Dance Matters: The A.W.A.R.D. Show!

August 23, 2009

Where fostering discussion trumps the $10,000 prize

 

 

On a Thursday in June, a sold-out crowd filed into New York’s Joyce SoHo. In each person’s hands: a ballot, a pencil, and the right to vote. Backstage, four up-and-coming choreographers were getting ready for Round One of the fourth annual A.W.A.R.D. Show. Over three nights, 12 companies would perform, and the audience favorite from each program would move onto the finals. The stakes? A $10,000 cash prize, with $1,000 for each runner-up.

 

It might sound like So You Think You Can Dance for the blackbox.

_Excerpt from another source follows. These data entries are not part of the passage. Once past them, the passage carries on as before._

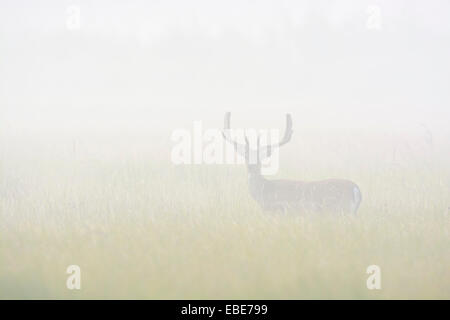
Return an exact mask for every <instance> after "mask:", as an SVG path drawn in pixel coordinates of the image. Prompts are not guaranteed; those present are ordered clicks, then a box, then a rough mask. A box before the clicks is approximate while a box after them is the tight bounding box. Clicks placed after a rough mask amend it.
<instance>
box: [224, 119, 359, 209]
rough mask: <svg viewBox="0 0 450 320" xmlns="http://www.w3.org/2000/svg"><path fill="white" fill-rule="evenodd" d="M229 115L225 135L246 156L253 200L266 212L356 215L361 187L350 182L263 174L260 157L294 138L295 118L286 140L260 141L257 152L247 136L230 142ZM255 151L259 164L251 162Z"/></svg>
mask: <svg viewBox="0 0 450 320" xmlns="http://www.w3.org/2000/svg"><path fill="white" fill-rule="evenodd" d="M230 117H231V115H230V113H227V114H226V115H225V124H224V131H223V136H224V138H225V139H226V140H227V141H229V142H231V143H233V145H234V147H235V150H236V151H237V152H238V153H240V154H241V155H243V156H245V160H246V164H247V170H248V185H249V191H250V195H251V196H252V198H253V199H254V200H255V201H256V202H258V204H259V205H260V206H261V208H262V209H263V210H269V211H279V210H281V211H283V212H286V211H301V212H320V213H322V212H332V213H353V214H356V212H357V210H358V208H359V205H360V203H361V199H362V197H361V191H360V189H359V187H358V186H357V185H356V184H355V183H353V182H352V181H349V180H344V179H328V180H323V181H314V182H305V181H295V180H268V179H266V178H264V176H262V175H261V161H260V160H261V158H262V157H268V156H270V155H271V150H272V149H273V148H278V147H280V146H282V145H284V144H286V143H287V142H289V141H290V139H291V136H292V119H291V116H290V115H289V114H288V115H287V116H286V132H285V135H284V137H283V139H282V140H281V141H280V142H279V143H277V144H274V145H268V146H264V147H261V146H260V144H259V138H258V140H257V148H256V150H251V149H250V145H249V142H248V139H247V137H246V138H245V144H239V143H238V142H236V141H235V140H233V139H231V137H230V134H229V130H230ZM251 152H253V155H254V157H253V158H256V163H251V162H250V159H251V158H252V157H251V156H250V154H251Z"/></svg>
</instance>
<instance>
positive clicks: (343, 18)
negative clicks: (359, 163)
mask: <svg viewBox="0 0 450 320" xmlns="http://www.w3.org/2000/svg"><path fill="white" fill-rule="evenodd" d="M74 8H75V11H73V10H74ZM77 10H79V13H80V15H79V20H78V21H79V23H78V22H77V20H76V19H77V16H76V14H77ZM74 15H75V16H74ZM449 15H450V4H449V3H448V2H447V1H244V2H243V1H226V2H223V1H222V2H219V1H190V2H189V3H185V2H183V1H127V2H125V1H95V2H91V1H40V2H39V3H37V2H33V1H5V0H4V1H2V5H1V10H0V90H1V91H0V112H1V113H0V115H1V118H0V124H1V127H2V131H5V130H6V131H14V132H16V133H17V132H27V131H42V130H50V131H56V132H67V131H86V130H107V131H109V132H116V133H117V132H120V131H123V130H129V131H135V130H144V129H145V130H153V129H157V128H160V129H164V131H171V130H174V129H176V128H178V127H180V126H181V127H186V126H190V125H191V123H192V121H194V120H203V121H206V122H207V123H208V125H209V126H212V127H214V126H221V125H222V117H223V114H224V112H225V111H232V112H233V113H236V116H237V117H238V118H237V119H245V121H242V123H241V126H263V127H276V126H279V125H282V123H283V117H284V113H285V112H291V113H292V114H293V117H294V119H295V121H296V124H297V126H298V127H302V128H305V127H308V128H322V129H328V128H359V129H367V128H371V129H375V130H385V129H386V128H390V129H395V130H403V129H404V130H406V129H408V128H411V127H412V128H415V127H416V126H418V125H421V124H425V125H426V126H427V127H430V128H432V129H433V131H437V132H444V133H445V132H448V130H447V127H448V126H447V123H448V118H450V111H449V110H450V108H449V107H448V105H449V95H450V94H449V92H448V84H449V82H450V63H449V60H448V57H449V56H450V42H449V41H448V39H449V36H450V19H449ZM74 19H75V20H74ZM275 119H279V120H276V121H275ZM237 121H239V120H237ZM274 121H275V122H274ZM413 130H414V129H413ZM446 130H447V131H446Z"/></svg>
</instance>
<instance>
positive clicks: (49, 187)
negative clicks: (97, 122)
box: [0, 135, 450, 299]
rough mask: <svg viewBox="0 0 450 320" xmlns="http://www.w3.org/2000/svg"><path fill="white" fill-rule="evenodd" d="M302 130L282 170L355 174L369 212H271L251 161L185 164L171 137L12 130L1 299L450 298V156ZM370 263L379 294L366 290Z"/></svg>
mask: <svg viewBox="0 0 450 320" xmlns="http://www.w3.org/2000/svg"><path fill="white" fill-rule="evenodd" d="M303 137H304V138H303V140H302V141H297V142H294V143H293V144H292V145H291V146H288V147H287V148H286V149H285V150H283V151H281V159H280V164H281V168H280V172H279V175H278V176H280V177H284V178H291V179H305V180H315V179H322V178H331V177H342V178H349V179H352V180H353V181H355V182H356V183H358V184H359V185H360V187H361V190H362V192H363V202H362V206H361V208H360V210H359V213H358V216H356V217H334V216H314V215H305V214H295V215H288V216H282V215H279V214H274V213H267V212H263V211H261V210H260V209H259V207H258V206H257V204H256V203H255V202H254V201H253V200H252V199H251V198H250V197H249V195H248V192H247V185H246V183H247V181H246V172H245V167H243V166H222V165H217V166H207V165H197V166H174V165H172V164H171V163H170V161H169V157H170V144H165V143H162V144H161V146H157V147H154V148H152V149H151V150H150V148H149V150H147V151H146V152H142V153H141V152H140V149H139V148H137V149H132V148H127V147H123V146H121V147H120V148H119V147H118V144H117V145H115V144H114V143H112V144H110V145H109V146H110V149H109V151H110V153H107V152H105V153H104V154H102V153H101V150H100V149H101V148H100V147H99V145H98V144H97V145H96V144H92V145H90V144H89V143H86V144H85V145H82V146H81V147H79V146H77V147H76V148H74V147H73V145H72V143H71V141H65V140H64V141H63V140H58V139H55V138H53V140H51V139H50V140H46V139H39V137H38V138H35V139H34V140H33V141H32V139H31V138H29V139H25V140H20V139H19V140H17V141H14V140H8V141H7V140H5V139H4V140H3V141H2V148H1V149H0V150H1V151H0V152H1V158H0V160H1V167H0V298H8V299H9V298H26V299H37V298H44V299H47V298H58V299H59V298H69V299H72V298H73V299H91V298H138V299H142V298H150V299H172V298H177V299H188V298H190V299H213V298H214V299H220V298H224V299H228V298H234V299H241V298H242V299H259V298H261V299H266V298H267V299H304V298H327V299H328V298H329V299H337V298H343V299H369V298H375V299H381V298H388V299H405V298H440V299H448V298H450V240H449V239H450V237H449V226H450V224H449V222H450V221H449V219H450V216H449V214H448V207H449V205H450V192H449V191H450V185H449V181H450V170H449V169H450V168H449V165H448V163H447V162H446V161H444V160H443V158H442V157H439V156H437V155H433V156H432V157H431V158H430V159H428V160H427V162H421V163H412V164H401V165H396V166H393V165H391V164H390V163H389V162H388V161H384V158H383V157H384V155H385V154H386V153H385V149H383V147H381V146H382V145H383V144H382V143H380V142H378V143H377V144H371V145H370V146H369V145H367V144H366V143H367V140H366V142H361V141H363V140H359V141H360V143H359V144H358V143H357V142H351V141H352V139H351V138H349V137H344V138H342V136H341V140H339V138H337V136H334V138H331V140H329V141H323V140H320V139H319V140H317V139H318V138H317V139H316V140H314V141H313V140H308V137H307V136H304V135H303ZM366 139H368V138H367V137H366ZM43 141H46V142H45V143H44V142H43ZM49 141H50V142H49ZM308 141H309V144H308ZM352 143H353V144H352ZM141 146H143V144H142V145H141ZM116 147H117V149H116ZM83 148H84V149H83ZM111 150H114V151H111ZM132 150H134V151H132ZM136 150H137V151H136ZM300 150H301V151H300ZM442 150H444V151H445V150H448V149H445V148H444V147H442ZM444 159H445V158H444ZM72 264H76V265H79V266H80V267H81V275H82V289H81V290H79V291H76V290H75V291H70V290H68V289H67V288H66V279H67V277H68V275H67V274H66V273H65V271H66V268H67V266H69V265H72ZM372 264H376V265H379V266H380V268H381V271H382V289H381V290H368V289H367V287H366V279H367V277H368V275H367V274H366V268H367V267H368V266H369V265H372Z"/></svg>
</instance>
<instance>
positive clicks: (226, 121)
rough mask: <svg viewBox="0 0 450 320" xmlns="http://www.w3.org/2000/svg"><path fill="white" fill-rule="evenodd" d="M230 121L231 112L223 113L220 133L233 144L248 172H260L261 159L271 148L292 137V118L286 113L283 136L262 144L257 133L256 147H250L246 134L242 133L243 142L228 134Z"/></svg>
mask: <svg viewBox="0 0 450 320" xmlns="http://www.w3.org/2000/svg"><path fill="white" fill-rule="evenodd" d="M230 121H231V113H230V112H227V113H226V114H225V119H224V129H223V131H222V135H223V137H224V139H225V140H226V141H228V142H230V143H231V144H233V146H234V149H235V151H236V152H237V153H238V154H240V155H241V156H243V157H244V159H245V163H246V164H247V169H248V171H249V173H250V174H252V173H253V174H260V171H261V160H262V159H265V158H267V157H270V156H271V155H272V150H273V149H274V148H279V147H281V146H282V145H284V144H286V143H288V142H289V141H290V140H291V137H292V133H293V131H292V118H291V115H290V114H286V130H285V133H284V136H283V139H281V140H280V141H279V142H278V143H275V144H270V141H269V144H268V145H264V146H262V145H261V143H260V135H258V137H257V139H256V149H253V148H251V147H250V143H249V139H248V137H247V135H244V138H245V144H242V143H239V142H237V141H236V140H234V139H233V138H232V137H231V134H230V130H231V127H230Z"/></svg>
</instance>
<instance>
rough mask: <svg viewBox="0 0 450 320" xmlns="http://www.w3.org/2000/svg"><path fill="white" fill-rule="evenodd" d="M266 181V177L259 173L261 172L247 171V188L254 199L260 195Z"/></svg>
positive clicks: (258, 198)
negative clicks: (249, 171) (247, 175)
mask: <svg viewBox="0 0 450 320" xmlns="http://www.w3.org/2000/svg"><path fill="white" fill-rule="evenodd" d="M266 181H267V180H266V178H264V177H263V176H262V175H261V172H249V173H248V188H249V191H250V195H251V196H252V197H253V198H254V199H255V200H258V199H260V198H261V197H262V192H263V189H264V184H265V182H266Z"/></svg>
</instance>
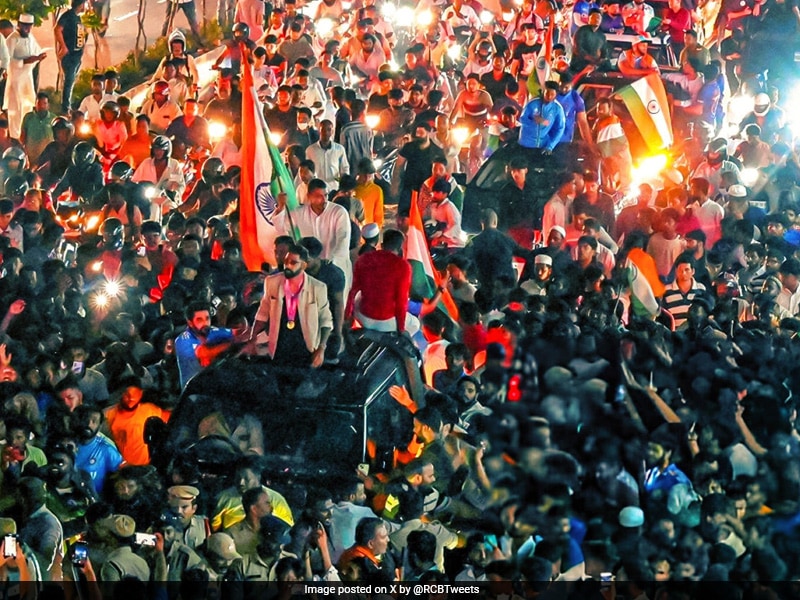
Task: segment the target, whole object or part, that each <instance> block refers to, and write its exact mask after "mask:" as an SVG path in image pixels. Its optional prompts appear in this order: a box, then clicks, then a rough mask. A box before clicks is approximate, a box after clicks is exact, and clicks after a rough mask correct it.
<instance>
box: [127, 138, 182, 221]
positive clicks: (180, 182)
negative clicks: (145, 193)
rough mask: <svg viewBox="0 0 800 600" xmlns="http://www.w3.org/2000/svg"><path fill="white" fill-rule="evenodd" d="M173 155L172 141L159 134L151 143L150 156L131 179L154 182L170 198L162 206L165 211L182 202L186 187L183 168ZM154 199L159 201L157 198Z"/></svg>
mask: <svg viewBox="0 0 800 600" xmlns="http://www.w3.org/2000/svg"><path fill="white" fill-rule="evenodd" d="M171 155H172V141H171V140H170V139H169V138H168V137H166V136H164V135H157V136H156V137H155V138H154V139H153V143H152V144H151V145H150V158H146V159H144V160H143V161H142V164H140V165H139V167H138V168H137V169H136V172H135V173H134V174H133V178H132V179H131V180H132V181H133V182H135V183H140V182H149V183H152V184H154V185H155V186H156V188H157V189H158V190H160V191H161V192H163V194H162V197H163V198H165V199H168V200H169V202H167V203H165V204H164V206H163V208H162V211H163V212H164V213H167V212H169V210H171V209H172V208H173V207H174V206H177V205H178V204H180V203H181V200H182V199H183V192H184V190H185V189H186V180H185V179H184V176H183V168H182V167H181V164H180V163H179V162H178V161H177V160H175V159H174V158H172V157H171ZM153 201H154V202H158V201H157V200H156V199H155V198H154V199H153Z"/></svg>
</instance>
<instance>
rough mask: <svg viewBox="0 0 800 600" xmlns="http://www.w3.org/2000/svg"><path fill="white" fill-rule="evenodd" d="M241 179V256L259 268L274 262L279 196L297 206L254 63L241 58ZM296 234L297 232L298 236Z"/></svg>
mask: <svg viewBox="0 0 800 600" xmlns="http://www.w3.org/2000/svg"><path fill="white" fill-rule="evenodd" d="M242 66H243V67H244V75H243V79H242V83H243V86H244V87H243V89H244V94H243V98H242V179H241V186H240V195H239V198H240V200H239V214H240V217H239V219H240V221H239V222H240V225H239V227H240V237H241V241H242V258H243V259H244V262H245V265H247V268H248V270H250V271H260V270H261V265H262V264H263V263H264V262H267V263H269V264H271V265H274V264H275V237H276V235H277V234H276V230H275V226H274V224H273V215H274V214H275V209H276V207H277V201H276V198H277V197H278V194H279V193H281V192H283V193H285V194H286V208H287V210H289V211H292V210H294V209H296V208H297V196H296V194H295V189H294V185H293V184H292V177H291V175H290V174H289V170H288V169H287V168H286V165H285V164H284V163H283V159H282V158H281V153H280V150H278V148H277V147H276V146H275V144H273V143H272V141H271V140H270V137H269V135H270V134H269V127H268V126H267V122H266V120H265V119H264V113H263V111H262V105H261V102H260V101H259V99H258V96H257V95H256V89H255V86H254V85H253V67H252V65H250V64H249V63H248V62H247V61H246V60H243V61H242ZM295 237H296V236H295Z"/></svg>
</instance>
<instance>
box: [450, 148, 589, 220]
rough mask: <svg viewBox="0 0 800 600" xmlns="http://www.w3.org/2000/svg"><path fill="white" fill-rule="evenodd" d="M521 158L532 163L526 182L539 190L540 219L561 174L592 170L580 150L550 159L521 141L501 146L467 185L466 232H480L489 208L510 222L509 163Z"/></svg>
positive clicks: (535, 202) (538, 196)
mask: <svg viewBox="0 0 800 600" xmlns="http://www.w3.org/2000/svg"><path fill="white" fill-rule="evenodd" d="M518 156H521V157H524V158H525V159H526V160H527V162H528V174H527V178H526V181H527V183H528V184H530V185H531V187H532V189H534V190H535V207H534V210H535V211H538V212H539V216H540V217H541V211H542V209H543V207H544V205H545V203H546V202H547V200H548V199H549V198H550V197H551V196H552V195H553V192H554V191H555V185H556V179H557V175H558V174H559V173H562V172H564V171H566V170H571V169H577V168H582V169H586V168H588V167H589V164H588V163H587V161H588V160H589V159H588V157H587V156H586V154H585V153H584V152H582V151H580V149H579V148H577V147H575V148H570V150H569V151H567V152H563V153H559V155H556V154H554V155H552V156H550V155H544V154H542V152H541V151H540V150H535V149H531V148H523V147H522V146H520V145H519V144H518V143H517V142H510V143H508V144H506V145H505V146H501V147H500V148H498V149H497V150H496V151H495V152H494V153H493V154H492V155H491V156H490V157H489V158H487V159H486V162H484V163H483V165H481V168H480V169H479V170H478V172H477V173H476V174H475V177H473V178H472V180H471V181H470V182H469V183H468V184H467V189H466V191H465V192H464V210H463V214H462V223H461V225H462V228H463V229H464V230H465V231H467V232H470V233H472V232H477V231H480V229H481V225H480V215H481V211H482V210H483V209H485V208H491V209H493V210H494V211H495V212H496V213H497V215H498V217H499V218H500V222H501V223H504V222H507V221H508V220H509V219H508V218H507V217H508V216H509V215H507V214H506V211H507V208H508V202H507V199H504V198H503V197H502V196H503V194H504V193H505V191H504V188H505V189H507V188H506V186H507V185H508V183H509V182H510V181H511V176H510V175H509V174H508V164H509V162H510V161H511V159H512V158H513V157H518ZM560 156H567V157H569V159H568V160H566V161H565V160H561V159H560Z"/></svg>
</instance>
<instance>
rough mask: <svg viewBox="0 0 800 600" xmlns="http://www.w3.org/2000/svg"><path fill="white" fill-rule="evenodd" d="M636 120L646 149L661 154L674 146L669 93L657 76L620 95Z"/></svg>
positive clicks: (625, 86) (620, 94) (621, 92)
mask: <svg viewBox="0 0 800 600" xmlns="http://www.w3.org/2000/svg"><path fill="white" fill-rule="evenodd" d="M617 95H619V97H620V98H622V101H623V102H624V103H625V106H627V107H628V110H629V111H630V113H631V117H633V122H634V123H635V124H636V127H637V128H638V129H639V131H640V132H641V134H642V137H643V138H644V141H645V143H646V144H647V147H648V148H649V149H650V150H652V151H655V150H661V149H662V148H667V147H669V146H671V145H672V117H671V116H670V114H669V102H668V100H667V92H666V90H665V89H664V84H663V83H662V81H661V78H660V77H659V76H658V73H651V74H650V75H647V76H646V77H642V78H641V79H639V80H637V81H634V82H633V83H632V84H630V85H627V86H625V87H624V88H622V89H621V90H619V91H618V92H617Z"/></svg>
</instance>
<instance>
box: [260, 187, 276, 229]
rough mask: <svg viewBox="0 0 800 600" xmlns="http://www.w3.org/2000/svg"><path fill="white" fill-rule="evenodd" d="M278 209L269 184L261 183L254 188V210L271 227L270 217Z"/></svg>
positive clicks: (271, 215) (274, 212) (271, 219)
mask: <svg viewBox="0 0 800 600" xmlns="http://www.w3.org/2000/svg"><path fill="white" fill-rule="evenodd" d="M277 207H278V203H277V202H276V200H275V198H274V196H273V195H272V190H271V189H270V184H269V183H262V184H259V186H258V187H257V188H256V208H257V209H258V212H260V213H261V216H262V217H264V220H265V221H266V222H267V223H269V224H270V225H272V224H273V223H272V215H273V214H274V213H275V209H276V208H277Z"/></svg>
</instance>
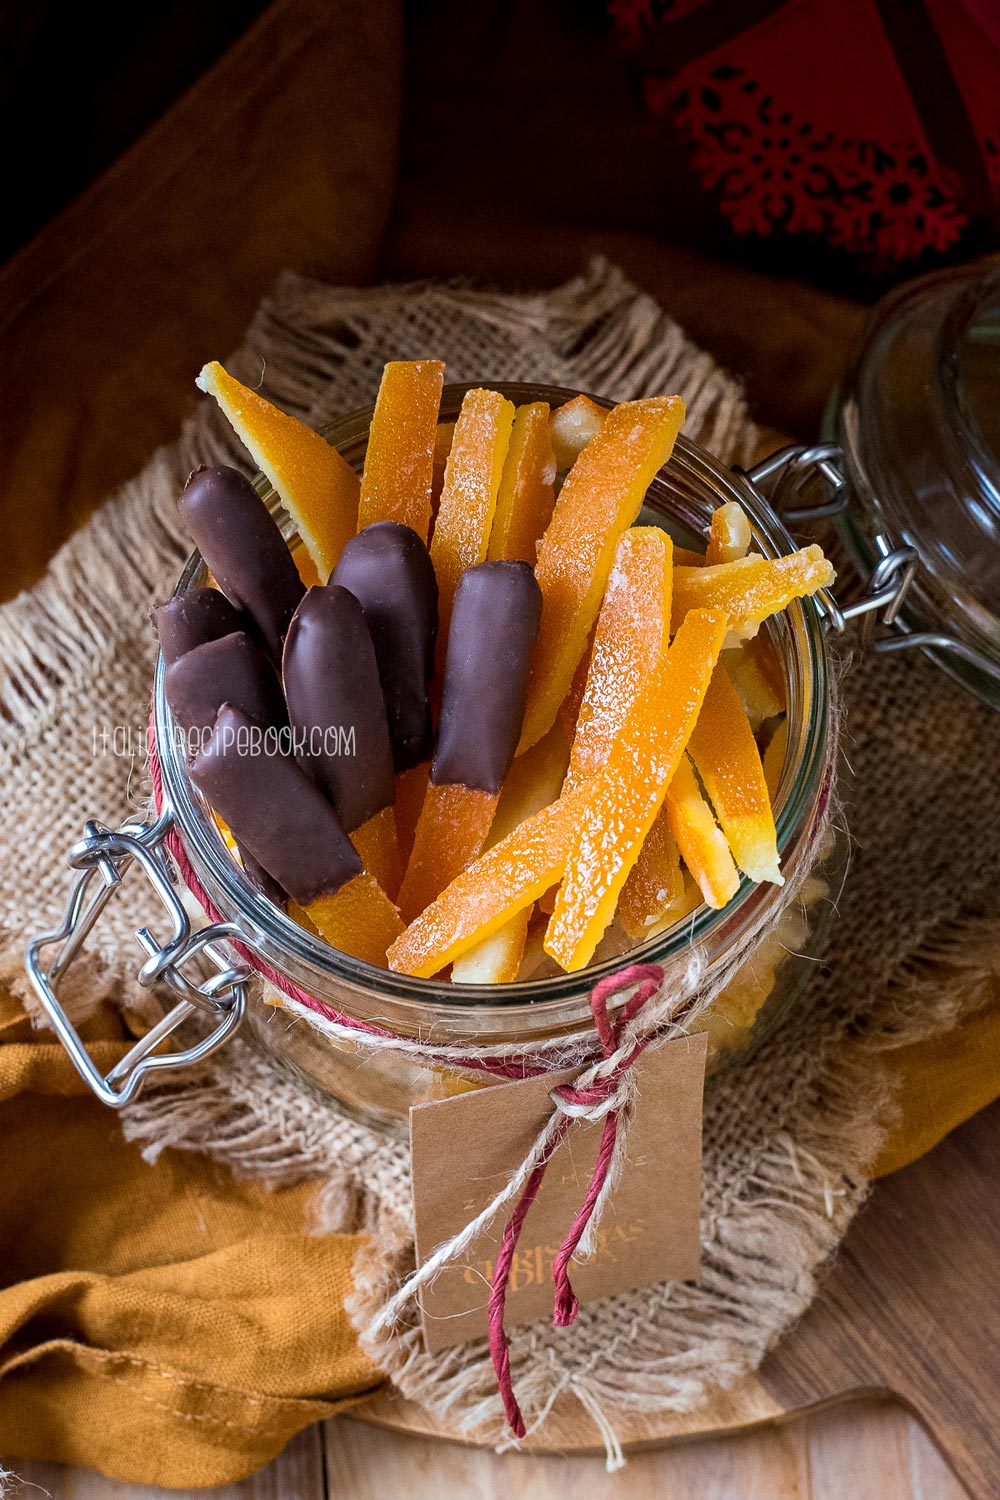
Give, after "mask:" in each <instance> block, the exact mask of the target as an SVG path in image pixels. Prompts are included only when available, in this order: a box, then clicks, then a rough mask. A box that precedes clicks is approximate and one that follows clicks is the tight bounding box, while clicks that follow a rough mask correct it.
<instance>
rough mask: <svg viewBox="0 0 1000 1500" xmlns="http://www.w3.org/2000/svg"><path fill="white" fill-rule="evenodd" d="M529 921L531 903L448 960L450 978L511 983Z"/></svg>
mask: <svg viewBox="0 0 1000 1500" xmlns="http://www.w3.org/2000/svg"><path fill="white" fill-rule="evenodd" d="M529 921H531V906H525V909H523V910H520V912H516V913H514V916H511V918H510V921H507V922H504V926H502V927H499V929H498V930H496V932H495V933H493V935H492V936H490V938H484V939H483V942H478V944H477V945H475V948H469V950H468V953H463V954H460V956H459V957H457V959H456V960H454V963H453V965H451V983H453V984H511V983H513V981H514V980H516V978H517V971H519V969H520V963H522V959H523V957H525V942H526V941H528V922H529Z"/></svg>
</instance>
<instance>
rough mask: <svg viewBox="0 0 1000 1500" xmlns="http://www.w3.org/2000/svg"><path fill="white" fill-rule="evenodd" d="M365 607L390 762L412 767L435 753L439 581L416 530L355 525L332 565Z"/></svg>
mask: <svg viewBox="0 0 1000 1500" xmlns="http://www.w3.org/2000/svg"><path fill="white" fill-rule="evenodd" d="M330 582H331V583H339V585H340V586H342V588H346V589H349V591H351V592H352V594H354V597H355V598H357V600H358V603H360V606H361V609H363V610H364V619H366V621H367V627H369V630H370V633H372V645H373V646H375V660H376V661H378V675H379V681H381V684H382V697H384V700H385V715H387V720H388V736H390V741H391V745H393V766H394V769H396V771H408V769H409V766H411V765H418V763H420V762H421V760H426V759H427V756H429V754H430V741H432V724H430V705H429V700H427V685H429V682H430V675H432V672H433V648H435V637H436V634H438V580H436V577H435V570H433V562H432V561H430V553H429V552H427V547H426V546H424V544H423V541H421V540H420V537H418V535H417V532H415V531H412V529H411V528H409V526H400V523H399V522H397V520H376V522H375V523H373V525H370V526H366V528H364V529H363V531H358V534H357V537H352V538H351V540H349V541H348V544H346V547H345V549H343V552H342V553H340V561H339V562H337V565H336V568H334V570H333V576H331V579H330Z"/></svg>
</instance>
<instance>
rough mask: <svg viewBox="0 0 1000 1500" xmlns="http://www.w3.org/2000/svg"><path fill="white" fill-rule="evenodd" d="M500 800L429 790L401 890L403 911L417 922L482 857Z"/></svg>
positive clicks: (493, 798)
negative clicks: (413, 846)
mask: <svg viewBox="0 0 1000 1500" xmlns="http://www.w3.org/2000/svg"><path fill="white" fill-rule="evenodd" d="M496 801H498V798H496V795H495V793H493V792H481V790H477V789H474V787H469V786H456V784H445V786H435V784H433V781H432V783H430V784H429V786H427V795H426V796H424V805H423V807H421V810H420V819H418V822H417V832H415V834H414V847H412V849H411V852H409V859H408V861H406V873H405V874H403V883H402V885H400V888H399V909H400V912H402V913H403V916H405V918H406V921H412V918H414V916H417V915H418V913H420V912H423V909H424V906H430V903H432V901H433V898H435V897H436V895H438V894H439V892H441V891H444V888H445V885H450V882H451V880H453V879H454V877H456V874H459V873H460V871H462V870H465V867H466V865H468V864H471V862H472V861H474V859H475V856H477V855H478V852H480V849H481V847H483V844H484V841H486V835H487V834H489V831H490V823H492V822H493V813H495V811H496Z"/></svg>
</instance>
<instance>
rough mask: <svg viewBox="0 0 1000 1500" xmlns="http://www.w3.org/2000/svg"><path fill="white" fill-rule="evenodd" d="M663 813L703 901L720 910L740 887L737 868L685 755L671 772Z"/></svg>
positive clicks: (686, 754) (717, 825)
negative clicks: (676, 766) (696, 886)
mask: <svg viewBox="0 0 1000 1500" xmlns="http://www.w3.org/2000/svg"><path fill="white" fill-rule="evenodd" d="M663 811H664V814H666V817H667V822H669V823H670V831H672V834H673V837H675V840H676V844H678V849H679V850H681V858H682V859H684V862H685V864H687V867H688V870H690V871H691V874H693V876H694V879H696V880H697V885H699V889H700V892H702V897H703V900H705V904H706V906H712V907H714V909H715V910H721V907H723V906H726V904H729V901H732V898H733V895H736V891H738V889H739V870H738V868H736V864H735V861H733V856H732V853H730V849H729V843H727V841H726V835H724V832H723V831H721V828H720V826H718V823H717V822H715V817H714V814H712V808H711V807H709V805H708V802H706V801H705V798H703V796H702V789H700V786H699V784H697V777H696V775H694V766H693V765H691V760H690V757H688V756H687V754H685V756H682V757H681V763H679V766H678V768H676V771H675V772H673V778H672V781H670V786H669V787H667V796H666V801H664V804H663Z"/></svg>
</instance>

But The A.W.A.R.D. Show—founded by choreographer Neta Pulvermacher in 2006 and now produced nationally by the Joyce Theater Foundation—is more discussion forum than cutthroat, fan-crazed contest. The acronym, Artists With Audiences Responding to Dance, sums it up. Artists (mostly younger emerging ones) perform; audiences cast their votes, along with anonymous written comments; and then, in a moderated dialogue, everyone talks about the work.

 

With the money in the hands of the viewers (at least partly—a panel of experts weighs in on the final night), The A.W.A.R.D. Show “talkbacks” tend to be more animated than your average post-performance Q&A. “I wanted to get the audience charged and empowered,” says Pulvermacher, who hopes to foster a “lab-like” setting for rigorous conversation. “When you give people the rights and responsibilities of voting, they pay attention.” While many are there to support friends, all are encouraged to vote objectively using the “P.O.E.M.” criteria outlined in their programs: Potential, Originality, Execution, and Merit.

 

The concept emerged in 2004, when Pulvermacher got an email from Scott Kasen, a hedge fund manager looking to support modern dance at a grassroots level. Kasen was a fan of Pulvermacher’s Dance Conversations at the Flea Theater, a series for audience-artist exchange. “I was extremely suspicious to say the least,” Pulvermacher laughs. “Where I come from, nobody offers out of the blue to support individual artists.” Kasen suggested expanding Dance Conversations into a competition; the $10,000 prize, for the creation of a new work, would come from him. With presenting interest from the Joyce, The A.W.A.R.D. Show was born.

 

Through funding from the Boeing Company, the show went national this year, with similar events in Chicago, Seattle, and this month, Philadelphia. “At a time when most nonprofits are contracting, we’re expanding,” says Linda Shelton, executive director of the Joyce. “And we hope to expand the event further. I’ve been approached by presenters of all kinds looking to try this.”

 

The demand isn’t surprising in a field where claims of “I don’t get it” are all too frequent. “Many people don’t even go to a performance because they’re worried they won’t understand it,” says Shelton. “Or if they do go, they won’t talk about it, saying, ‘Oh, I’m not gonna ask because it’s a dumb question.’ ” But at The A.W.A.R.D. Show, she observes, audiences have “more of an appetite” for conversation.

 

Artists notice the richness of the dialogue too. “Sometimes in a Q&A, it feels like everyone’s hunting for a prescribed answer,” says Shannon Gillen of Doorknob Company, one of this year’s New York finalists. “This experience pushed through that and got at some truth. Really what do you make? Why do you want to make it?”

 

Some artists were initially wary of the competitive format. “It’s a small dance community, and I don’t like feeling in direct competition with my peers,” says Monica Bill Barnes, also a New York finalist. But, she remarked at the finals, “It hasn’t felt like a competitive environment. Everyone has been so supportive. It’s just another opportunity to present our work.”